Empresas apostam na retenção de talento MBA

O aumento salarial associado ao MBA resulta de uma combinação de fatores. Para Bernardo Samuel, o prestígio da escola e as competências adquiridas funcionam em conjunto. Segundo este responsável da Adecco Portugal, “o aumento salarial, que se prevê que aconteça pós-MBA, é o resultado de um conjunto de questões: por um lado, pela reputação da escola de Gestão (…) e de questões de carácter mais estratégico, de tomada de decisão em situações ambíguas e de networking”.

Na prática, a formação permite a muitos profissionais dar o salto de funções operacionais para cargos de liderança. “Pressupõe-se que o profissional adquira competências de gestão efetiva de negócios, transitando de uma função de executor de tarefas. Desta forma, o salto remuneratório é traduzido em funções de management ou, eventualmente de C-level”, acrescenta Bernardo Samuel.
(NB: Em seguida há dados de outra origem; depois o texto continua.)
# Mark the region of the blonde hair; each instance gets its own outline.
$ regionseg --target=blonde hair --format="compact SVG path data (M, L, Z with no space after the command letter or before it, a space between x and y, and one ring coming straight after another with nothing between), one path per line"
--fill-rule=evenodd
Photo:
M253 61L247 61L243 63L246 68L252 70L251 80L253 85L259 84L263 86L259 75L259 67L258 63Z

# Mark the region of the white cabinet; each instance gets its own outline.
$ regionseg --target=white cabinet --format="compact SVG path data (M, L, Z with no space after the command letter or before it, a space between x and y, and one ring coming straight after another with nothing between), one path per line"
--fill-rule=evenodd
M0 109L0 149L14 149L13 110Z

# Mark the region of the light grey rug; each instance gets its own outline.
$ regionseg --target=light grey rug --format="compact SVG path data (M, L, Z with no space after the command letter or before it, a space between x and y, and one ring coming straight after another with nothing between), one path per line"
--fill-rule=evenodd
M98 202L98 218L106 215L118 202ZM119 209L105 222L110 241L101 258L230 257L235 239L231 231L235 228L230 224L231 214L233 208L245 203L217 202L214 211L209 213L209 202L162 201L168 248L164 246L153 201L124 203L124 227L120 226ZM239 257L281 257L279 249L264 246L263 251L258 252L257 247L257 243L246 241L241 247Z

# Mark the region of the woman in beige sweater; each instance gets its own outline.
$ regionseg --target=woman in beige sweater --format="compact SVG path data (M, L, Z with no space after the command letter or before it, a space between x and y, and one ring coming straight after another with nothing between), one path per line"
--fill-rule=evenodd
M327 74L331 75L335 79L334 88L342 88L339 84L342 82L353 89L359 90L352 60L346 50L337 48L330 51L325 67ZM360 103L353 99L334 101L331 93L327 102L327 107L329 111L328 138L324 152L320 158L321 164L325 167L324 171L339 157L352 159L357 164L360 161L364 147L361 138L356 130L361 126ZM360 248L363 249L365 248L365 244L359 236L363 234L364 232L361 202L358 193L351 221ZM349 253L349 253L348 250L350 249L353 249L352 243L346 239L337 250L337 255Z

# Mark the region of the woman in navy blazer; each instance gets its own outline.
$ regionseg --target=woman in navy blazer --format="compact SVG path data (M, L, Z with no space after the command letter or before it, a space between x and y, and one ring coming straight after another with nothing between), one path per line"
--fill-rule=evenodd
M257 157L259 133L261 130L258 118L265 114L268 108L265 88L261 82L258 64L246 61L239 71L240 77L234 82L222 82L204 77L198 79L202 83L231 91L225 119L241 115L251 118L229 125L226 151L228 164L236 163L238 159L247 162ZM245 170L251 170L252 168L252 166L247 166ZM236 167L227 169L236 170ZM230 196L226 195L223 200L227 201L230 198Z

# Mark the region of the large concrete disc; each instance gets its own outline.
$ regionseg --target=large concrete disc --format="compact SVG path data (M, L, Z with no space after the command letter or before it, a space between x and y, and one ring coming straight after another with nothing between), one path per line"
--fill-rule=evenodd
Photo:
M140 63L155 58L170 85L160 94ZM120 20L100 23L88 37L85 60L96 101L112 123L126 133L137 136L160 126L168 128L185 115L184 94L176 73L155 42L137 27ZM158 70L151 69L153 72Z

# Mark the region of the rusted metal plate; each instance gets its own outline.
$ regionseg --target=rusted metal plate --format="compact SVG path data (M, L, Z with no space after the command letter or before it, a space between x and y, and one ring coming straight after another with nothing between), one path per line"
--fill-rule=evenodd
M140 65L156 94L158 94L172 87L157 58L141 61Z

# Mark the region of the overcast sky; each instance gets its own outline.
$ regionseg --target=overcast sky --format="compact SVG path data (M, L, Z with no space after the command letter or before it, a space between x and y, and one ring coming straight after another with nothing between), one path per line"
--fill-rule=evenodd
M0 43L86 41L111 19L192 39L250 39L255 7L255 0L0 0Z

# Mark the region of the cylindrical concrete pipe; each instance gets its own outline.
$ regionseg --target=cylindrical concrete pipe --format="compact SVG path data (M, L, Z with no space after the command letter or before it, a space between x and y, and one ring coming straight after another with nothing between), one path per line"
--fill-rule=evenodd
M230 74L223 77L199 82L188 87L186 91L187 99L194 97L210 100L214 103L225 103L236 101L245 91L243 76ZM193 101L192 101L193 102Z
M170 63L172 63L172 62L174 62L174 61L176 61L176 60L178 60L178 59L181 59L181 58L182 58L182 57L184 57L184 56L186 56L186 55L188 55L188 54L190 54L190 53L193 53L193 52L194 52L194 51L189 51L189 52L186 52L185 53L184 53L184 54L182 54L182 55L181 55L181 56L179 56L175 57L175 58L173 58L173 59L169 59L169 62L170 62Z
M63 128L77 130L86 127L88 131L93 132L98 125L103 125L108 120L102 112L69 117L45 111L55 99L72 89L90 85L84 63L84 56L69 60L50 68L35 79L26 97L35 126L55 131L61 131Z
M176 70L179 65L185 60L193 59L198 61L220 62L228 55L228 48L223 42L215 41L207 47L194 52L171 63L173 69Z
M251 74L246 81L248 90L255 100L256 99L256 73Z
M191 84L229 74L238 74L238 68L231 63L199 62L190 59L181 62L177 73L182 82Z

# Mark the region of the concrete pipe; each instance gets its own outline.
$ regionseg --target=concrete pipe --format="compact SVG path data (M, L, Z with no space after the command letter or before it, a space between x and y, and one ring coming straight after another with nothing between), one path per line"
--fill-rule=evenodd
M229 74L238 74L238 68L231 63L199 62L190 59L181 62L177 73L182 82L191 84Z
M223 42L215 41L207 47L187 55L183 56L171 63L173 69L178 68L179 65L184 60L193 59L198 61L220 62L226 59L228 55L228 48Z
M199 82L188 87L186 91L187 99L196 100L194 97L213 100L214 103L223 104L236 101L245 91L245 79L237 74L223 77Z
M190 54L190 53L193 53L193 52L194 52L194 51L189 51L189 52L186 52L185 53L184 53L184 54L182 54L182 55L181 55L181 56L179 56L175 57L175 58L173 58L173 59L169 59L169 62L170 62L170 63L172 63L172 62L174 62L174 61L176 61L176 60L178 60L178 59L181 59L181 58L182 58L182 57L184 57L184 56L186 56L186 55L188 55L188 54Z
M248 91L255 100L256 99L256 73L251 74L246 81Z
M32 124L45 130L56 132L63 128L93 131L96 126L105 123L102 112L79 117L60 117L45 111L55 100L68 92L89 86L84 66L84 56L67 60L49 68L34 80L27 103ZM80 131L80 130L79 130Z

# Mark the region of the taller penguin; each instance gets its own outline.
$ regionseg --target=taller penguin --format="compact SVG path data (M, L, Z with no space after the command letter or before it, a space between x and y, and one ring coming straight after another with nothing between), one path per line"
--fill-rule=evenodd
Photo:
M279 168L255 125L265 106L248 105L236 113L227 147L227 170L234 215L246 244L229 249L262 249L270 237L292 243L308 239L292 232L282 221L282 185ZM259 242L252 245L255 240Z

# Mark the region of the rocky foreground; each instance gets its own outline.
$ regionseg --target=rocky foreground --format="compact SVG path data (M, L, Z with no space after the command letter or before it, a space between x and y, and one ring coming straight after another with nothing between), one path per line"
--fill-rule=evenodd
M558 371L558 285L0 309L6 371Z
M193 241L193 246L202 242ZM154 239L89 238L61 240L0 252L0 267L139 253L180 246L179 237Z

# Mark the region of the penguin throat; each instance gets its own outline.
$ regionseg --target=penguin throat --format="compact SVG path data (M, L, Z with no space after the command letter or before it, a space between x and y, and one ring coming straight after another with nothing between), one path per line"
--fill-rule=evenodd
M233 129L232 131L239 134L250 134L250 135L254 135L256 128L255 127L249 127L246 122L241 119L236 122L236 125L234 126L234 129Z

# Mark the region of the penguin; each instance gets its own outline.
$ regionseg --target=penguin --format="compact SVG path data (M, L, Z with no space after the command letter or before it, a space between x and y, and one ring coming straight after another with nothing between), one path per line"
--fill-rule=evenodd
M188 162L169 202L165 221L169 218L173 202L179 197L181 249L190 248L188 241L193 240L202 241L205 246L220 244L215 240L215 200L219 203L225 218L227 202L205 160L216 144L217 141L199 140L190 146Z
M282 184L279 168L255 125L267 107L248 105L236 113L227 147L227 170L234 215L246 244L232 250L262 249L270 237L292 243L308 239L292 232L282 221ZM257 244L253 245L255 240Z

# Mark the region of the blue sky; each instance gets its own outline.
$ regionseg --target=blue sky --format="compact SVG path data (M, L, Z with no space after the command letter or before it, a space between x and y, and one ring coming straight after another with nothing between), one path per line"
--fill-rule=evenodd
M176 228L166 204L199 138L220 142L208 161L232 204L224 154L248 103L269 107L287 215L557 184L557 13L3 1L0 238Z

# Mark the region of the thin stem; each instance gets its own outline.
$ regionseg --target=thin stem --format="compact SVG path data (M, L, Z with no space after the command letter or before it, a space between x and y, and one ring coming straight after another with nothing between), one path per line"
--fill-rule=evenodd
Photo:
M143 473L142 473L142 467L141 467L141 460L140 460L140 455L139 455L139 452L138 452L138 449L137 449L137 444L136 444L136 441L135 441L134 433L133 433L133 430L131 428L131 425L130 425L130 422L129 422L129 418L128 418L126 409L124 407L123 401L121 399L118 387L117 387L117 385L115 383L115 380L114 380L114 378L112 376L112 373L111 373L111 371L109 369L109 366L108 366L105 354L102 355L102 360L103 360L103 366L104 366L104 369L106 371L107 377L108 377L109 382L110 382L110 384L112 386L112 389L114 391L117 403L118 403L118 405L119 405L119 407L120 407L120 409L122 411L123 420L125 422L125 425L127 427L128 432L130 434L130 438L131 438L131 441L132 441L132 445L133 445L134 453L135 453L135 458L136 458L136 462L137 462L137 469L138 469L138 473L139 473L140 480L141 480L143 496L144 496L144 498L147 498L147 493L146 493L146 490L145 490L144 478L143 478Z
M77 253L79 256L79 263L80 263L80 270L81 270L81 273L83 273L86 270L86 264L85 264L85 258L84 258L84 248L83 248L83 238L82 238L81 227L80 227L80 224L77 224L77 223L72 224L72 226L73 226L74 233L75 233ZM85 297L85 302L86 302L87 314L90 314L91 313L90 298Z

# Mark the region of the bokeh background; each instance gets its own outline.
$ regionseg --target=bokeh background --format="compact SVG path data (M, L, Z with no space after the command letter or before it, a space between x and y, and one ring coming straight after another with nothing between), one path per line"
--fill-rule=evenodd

Com a crescente mobilidade dos profissionais qualificados, muitas empresas procuram garantir que o investimento em formação não se perde rapidamente para a concorrência. Entre as estratégias mais comuns estão cláusulas de permanência associadas ao financiamento do MBA, a integração imediata em projetos estratégicos ou programas de mentoria com líderes de topo. Segundo Bernardo Samuel, estas iniciativas respondem a uma ambição comum entre os graduados: ter impacto real nas decisões da organização e participar nos processos estratégicos da empresa.